Un mot enfin sur le mouvement berbère. Il faut dire tout d’abord que c’est lui qui, le premier, va briser le monopole de la parole et de l’initiative politique qu’avait le régime en place, et cela dès 1980 : « le printemps berbère ». La lutte est orientée contre l’interdiction de l’enseignement de la langue berbère, les obstacles mis à l’expression culturelle berbère et l’occultation d’éléments de l’histoire du fait berbère. Depuis le début du conflit, elle s’est principalement manifestée par le boycott des cours durant toute une année scolaire (1994-95). Mais elle s’est manifestée aussi par le vote massif des régions kabyles pour les partis qui soutiennent la revendication berbère (FFS, RCD) : 76% des voix, par exemple, aux élections législatives de juin 1997 dans la wilaya de Tizi-Ouzou. La lutte, très insistante, a fini par donner un résultat partiel : la reconnaissance par la Constitution de 1996 de la berbérité comme élément de l’identité algérienne, mais non encore la reconnaissance du berbère comme langue nationale.
4. Le soutien extérieur
Le peuple a choisi la lutte, donc. Sur cette voie, il trouve à l’extérieur le soutien de nombreux amis. Depuis quelques années, un peu partout en Europe, se sont créés des réseaux de soutien et de solidarité. Citons, pour Liège, le Comité de soutien aux démocrates algériens qui, en collaboration avec le Centre d’Action Laïque, a organisé pour la journaliste algérienne Ghania Oukazi des prises de parole dans les universités et les écoles (novembre 1997).
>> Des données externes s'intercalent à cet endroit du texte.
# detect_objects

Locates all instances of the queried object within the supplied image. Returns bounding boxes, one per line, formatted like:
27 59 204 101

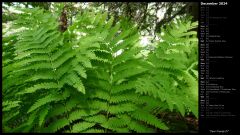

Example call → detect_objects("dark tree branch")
155 4 189 32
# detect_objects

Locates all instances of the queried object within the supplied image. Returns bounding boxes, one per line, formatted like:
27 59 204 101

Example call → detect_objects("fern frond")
71 122 95 133
132 110 169 130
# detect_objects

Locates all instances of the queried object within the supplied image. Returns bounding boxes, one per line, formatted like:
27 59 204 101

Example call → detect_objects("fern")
136 18 198 117
2 8 198 133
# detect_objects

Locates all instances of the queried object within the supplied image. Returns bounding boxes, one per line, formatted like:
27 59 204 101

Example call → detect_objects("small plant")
2 8 198 133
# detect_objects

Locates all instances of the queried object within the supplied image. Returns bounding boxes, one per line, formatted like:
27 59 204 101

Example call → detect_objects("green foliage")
2 8 197 133
136 17 198 117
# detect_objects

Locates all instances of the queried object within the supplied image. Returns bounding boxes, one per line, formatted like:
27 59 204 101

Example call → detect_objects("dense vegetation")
2 3 198 133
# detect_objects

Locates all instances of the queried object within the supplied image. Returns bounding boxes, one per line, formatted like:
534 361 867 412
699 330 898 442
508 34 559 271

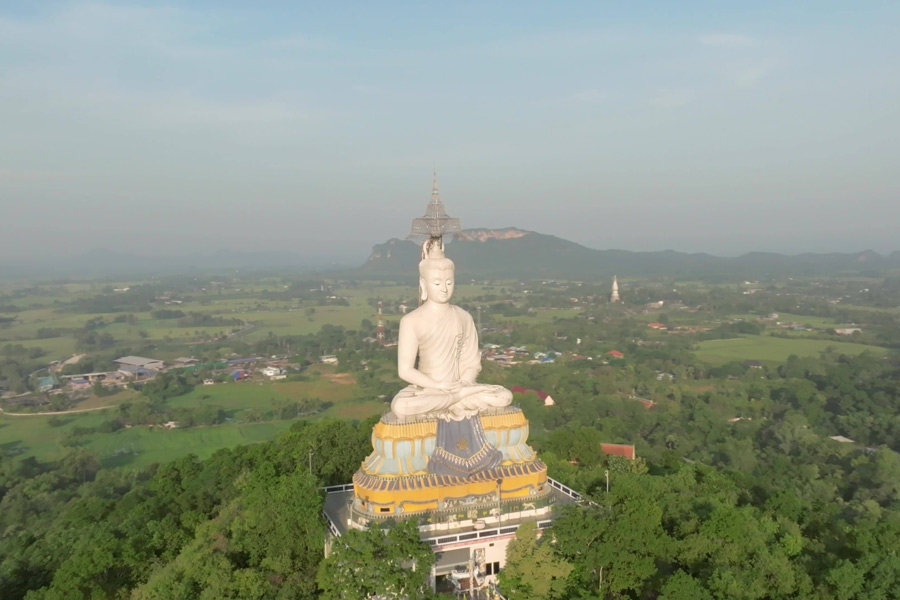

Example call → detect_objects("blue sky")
0 2 900 262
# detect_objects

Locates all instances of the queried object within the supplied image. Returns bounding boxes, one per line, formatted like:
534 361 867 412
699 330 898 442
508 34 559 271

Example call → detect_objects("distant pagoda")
406 171 462 253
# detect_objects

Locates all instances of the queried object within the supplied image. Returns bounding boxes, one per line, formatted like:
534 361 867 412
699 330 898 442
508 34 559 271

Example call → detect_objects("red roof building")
600 444 635 460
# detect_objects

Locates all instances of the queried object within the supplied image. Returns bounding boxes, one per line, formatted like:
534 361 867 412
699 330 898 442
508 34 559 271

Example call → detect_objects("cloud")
650 88 697 108
697 33 759 48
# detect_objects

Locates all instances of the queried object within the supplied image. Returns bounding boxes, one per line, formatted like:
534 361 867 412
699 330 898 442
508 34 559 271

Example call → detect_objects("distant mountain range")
0 227 900 281
359 228 900 279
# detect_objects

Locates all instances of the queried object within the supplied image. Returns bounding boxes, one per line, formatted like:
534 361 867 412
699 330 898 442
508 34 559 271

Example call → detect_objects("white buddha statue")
391 244 512 421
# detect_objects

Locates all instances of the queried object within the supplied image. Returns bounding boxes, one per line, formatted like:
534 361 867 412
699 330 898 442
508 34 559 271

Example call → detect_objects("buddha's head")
419 252 455 304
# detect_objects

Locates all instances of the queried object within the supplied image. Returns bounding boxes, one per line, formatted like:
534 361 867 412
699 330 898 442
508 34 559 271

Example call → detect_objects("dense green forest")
0 354 900 600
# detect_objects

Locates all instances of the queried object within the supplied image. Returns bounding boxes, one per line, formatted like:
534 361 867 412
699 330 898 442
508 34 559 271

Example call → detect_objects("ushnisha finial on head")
419 238 456 306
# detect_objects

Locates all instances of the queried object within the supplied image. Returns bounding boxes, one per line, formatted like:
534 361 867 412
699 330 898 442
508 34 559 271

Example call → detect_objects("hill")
357 227 900 280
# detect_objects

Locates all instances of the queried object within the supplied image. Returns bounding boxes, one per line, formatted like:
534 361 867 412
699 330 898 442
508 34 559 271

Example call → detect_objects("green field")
0 366 387 467
695 335 888 364
83 421 293 467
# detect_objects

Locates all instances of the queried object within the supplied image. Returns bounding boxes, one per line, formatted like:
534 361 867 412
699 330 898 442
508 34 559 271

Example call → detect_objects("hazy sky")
0 0 900 262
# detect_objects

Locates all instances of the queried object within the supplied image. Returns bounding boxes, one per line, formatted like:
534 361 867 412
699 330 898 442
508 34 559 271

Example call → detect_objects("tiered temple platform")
351 407 552 526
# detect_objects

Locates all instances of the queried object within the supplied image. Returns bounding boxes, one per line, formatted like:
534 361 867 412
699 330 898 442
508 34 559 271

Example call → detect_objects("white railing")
547 477 581 500
422 519 553 546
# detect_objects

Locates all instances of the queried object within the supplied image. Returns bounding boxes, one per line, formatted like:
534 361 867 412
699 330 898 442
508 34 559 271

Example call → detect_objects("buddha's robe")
391 305 512 421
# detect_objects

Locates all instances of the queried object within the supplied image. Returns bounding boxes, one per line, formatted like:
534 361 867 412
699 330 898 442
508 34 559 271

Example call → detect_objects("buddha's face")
422 269 454 304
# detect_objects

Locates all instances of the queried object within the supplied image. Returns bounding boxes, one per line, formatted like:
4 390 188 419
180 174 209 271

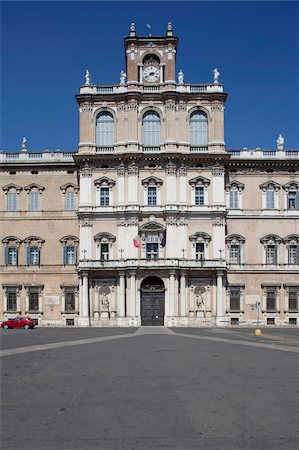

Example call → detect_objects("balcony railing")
0 150 77 163
79 258 226 269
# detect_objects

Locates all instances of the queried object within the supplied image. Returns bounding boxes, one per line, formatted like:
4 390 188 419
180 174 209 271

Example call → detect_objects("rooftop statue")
85 69 91 86
178 69 184 84
119 70 127 85
276 133 284 150
213 67 220 84
22 137 27 152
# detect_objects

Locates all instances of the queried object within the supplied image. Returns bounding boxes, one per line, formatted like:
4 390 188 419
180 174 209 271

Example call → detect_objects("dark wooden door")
141 291 164 326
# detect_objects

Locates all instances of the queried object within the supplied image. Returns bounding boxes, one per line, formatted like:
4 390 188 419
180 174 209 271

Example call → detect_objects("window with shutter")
142 111 160 147
96 112 114 147
7 192 18 211
189 111 208 146
195 186 205 206
29 191 40 211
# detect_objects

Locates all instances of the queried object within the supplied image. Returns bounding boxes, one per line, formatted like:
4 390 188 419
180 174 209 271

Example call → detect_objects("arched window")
96 112 114 147
142 111 160 147
189 111 208 145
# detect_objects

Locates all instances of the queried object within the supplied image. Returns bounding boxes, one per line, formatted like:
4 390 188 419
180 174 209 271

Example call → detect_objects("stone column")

Un peu partout aussi, des mobilisations ont lieu : rassemblement à Paris en hommage aux victimes algériennes (7-8 février 1997), manifestation de solidarité de quelques 2000 personnes à Paris (18 septembre 1997), nouvelle manifestation à Paris (26 septembre 1997), manifestation devant l’ambassade d’Algérie à Bruxelles (22 octobre 1997), rassemblement de quelque 25000 personnes à Paris (10 novembre 1997), meeting de plus de 2000 personnes dans la salle de la Mutualité à Paris (21 janvier 1998), manifestations de solidarité le même jour et à la même heure à Barcelone, Bruxelles, Liège, Paris et Rome (22 janvier 1998), manifestation de protestation devant l’ambassade d’Algérie à Madrid (7 février 1998), nouveau meeting à la salle de la Mutualité à Paris (21 février 1998), rassemblement tous les samedis de 16 à 17 heures de 200 à 500 personnes à Mans et, au 11 mars 1998, cela dure depuis 21 semaines, etc.
Dans les pays arabes, quelques initiatives (sur lesquelles nous n’avons malheureusement que peu d’informations) ont pu se concrétiser au Liban, en Egypte et en Tunisie. Au Maroc, des organisations politiques et syndicales, des associations de femmes et de droits de l’Homme et des personnalités indépendantes ont mis sur pied un Comité de soutien au peuple algérien et ont organisé, début mars 1998, un grand meeting de solidarité.
Conclusion
L’oppression et le coût de la vie ont détaché le peuple algérien du régime en place pour le jeter dans les bras du Front Islamique de Salut (FIS). La même oppression et le coût de la survie sont en train de le rendre à lui-même, à son autonomie de pensée et d’initiative. Là est tout l’espoir algérien. Aujourd’hui, à travers une terrible épreuve et au prix de son propre sang, le peuple algérien est en train d’acquérir une expérience et une maturité que personne ne pourra lui enlever demain. Cette même expérience ne peut manquer d’avoir des effets salutaires (d’incitation à la vigilance) sur d’autres peuples, voisins et non voisins, confrontés à des carcans répressifs similaires.